What is the rationale for the Java 1.6 requirement of JOSM since 3378?

I don’t know what the reason for this is (I hope it’s not just the urge to be “modern”), from my understanding the advances of Java 6 over Java 5 are few (and I am a professional Java Programmer, e.g. I earn my money with this). On the other hand this move alienates all the folks who can’t upgrade to Java 6, Mac OS X users on PowerPC for instance (Java 6 for Mac OS X is available only for the x86 / Mac OS X > 10.5 versions of Mac OS X). That’s a pity since my private main machine is still a PowerBook G4 (for reasons I won’t discuss here).

regards,

Lars

There were several threads on the josm-dev mailing list discussing the switch since about a year ago, and from what I recall, the reasons were along the lines of

  • some problems being more cleanly solveable with 1.6

  • 1.5 causing problems with the build server infrastructure

  • few users (<4%) still using Java 1.5, with some of them probably able to upgrade to 1.6

  • no API update being expected for the near future, which means that old JOSM versions will continue to work

The threads I was able to locate despite the archives’ lack of adequate searchability are these: 1 2 3

what kind of problems are those? I don’t see mentioned anything palpable in the linked discussions

I didn’t look into your build infrastructure, but if you’d use Maven you shouldn’t have such problems.
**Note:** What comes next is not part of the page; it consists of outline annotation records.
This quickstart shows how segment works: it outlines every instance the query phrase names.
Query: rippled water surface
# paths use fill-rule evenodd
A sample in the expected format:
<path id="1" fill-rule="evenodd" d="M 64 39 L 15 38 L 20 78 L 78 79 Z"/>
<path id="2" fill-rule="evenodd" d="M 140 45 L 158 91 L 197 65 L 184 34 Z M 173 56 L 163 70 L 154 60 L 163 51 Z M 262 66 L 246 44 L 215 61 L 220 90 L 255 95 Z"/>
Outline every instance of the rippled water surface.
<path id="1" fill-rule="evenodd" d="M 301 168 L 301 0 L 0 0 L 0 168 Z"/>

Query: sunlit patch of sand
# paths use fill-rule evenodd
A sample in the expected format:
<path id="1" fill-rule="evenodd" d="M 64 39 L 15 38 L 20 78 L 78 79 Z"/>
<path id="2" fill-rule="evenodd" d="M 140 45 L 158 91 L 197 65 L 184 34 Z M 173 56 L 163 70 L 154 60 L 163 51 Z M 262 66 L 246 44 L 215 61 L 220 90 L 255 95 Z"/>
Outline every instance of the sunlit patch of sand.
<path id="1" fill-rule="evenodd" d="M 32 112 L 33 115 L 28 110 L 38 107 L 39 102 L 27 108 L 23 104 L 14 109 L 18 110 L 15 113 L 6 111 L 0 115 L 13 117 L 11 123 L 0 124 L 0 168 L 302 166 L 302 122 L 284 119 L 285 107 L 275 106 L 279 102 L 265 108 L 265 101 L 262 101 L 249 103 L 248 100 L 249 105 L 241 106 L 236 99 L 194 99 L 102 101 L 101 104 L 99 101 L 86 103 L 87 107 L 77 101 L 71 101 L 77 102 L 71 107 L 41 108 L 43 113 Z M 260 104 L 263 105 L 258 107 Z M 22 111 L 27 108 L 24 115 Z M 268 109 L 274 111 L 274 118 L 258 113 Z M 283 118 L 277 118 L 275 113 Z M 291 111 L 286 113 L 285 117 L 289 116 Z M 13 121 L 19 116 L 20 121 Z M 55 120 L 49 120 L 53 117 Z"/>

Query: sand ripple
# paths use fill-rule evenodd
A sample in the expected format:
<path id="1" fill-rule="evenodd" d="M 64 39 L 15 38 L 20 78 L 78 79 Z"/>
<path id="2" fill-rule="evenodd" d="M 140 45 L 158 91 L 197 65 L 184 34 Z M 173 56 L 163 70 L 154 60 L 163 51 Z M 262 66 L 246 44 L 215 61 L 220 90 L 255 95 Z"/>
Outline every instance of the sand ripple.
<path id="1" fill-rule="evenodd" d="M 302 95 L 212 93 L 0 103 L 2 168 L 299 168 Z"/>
4% is not a minor amount of users. Over years the worldwide market share of Mac OS was quite below that. Now it is at about 5% worldwide. The amount of Linux-Users worldwide is below 1% btw.: http://gs.statcounter.com/#os-ww-monthly-200908-201008

If you want to reach the developers of JOSM with your comments, then you should mail the list you read the discussion on. They are not likely to reply here, because they are probably not even reading this.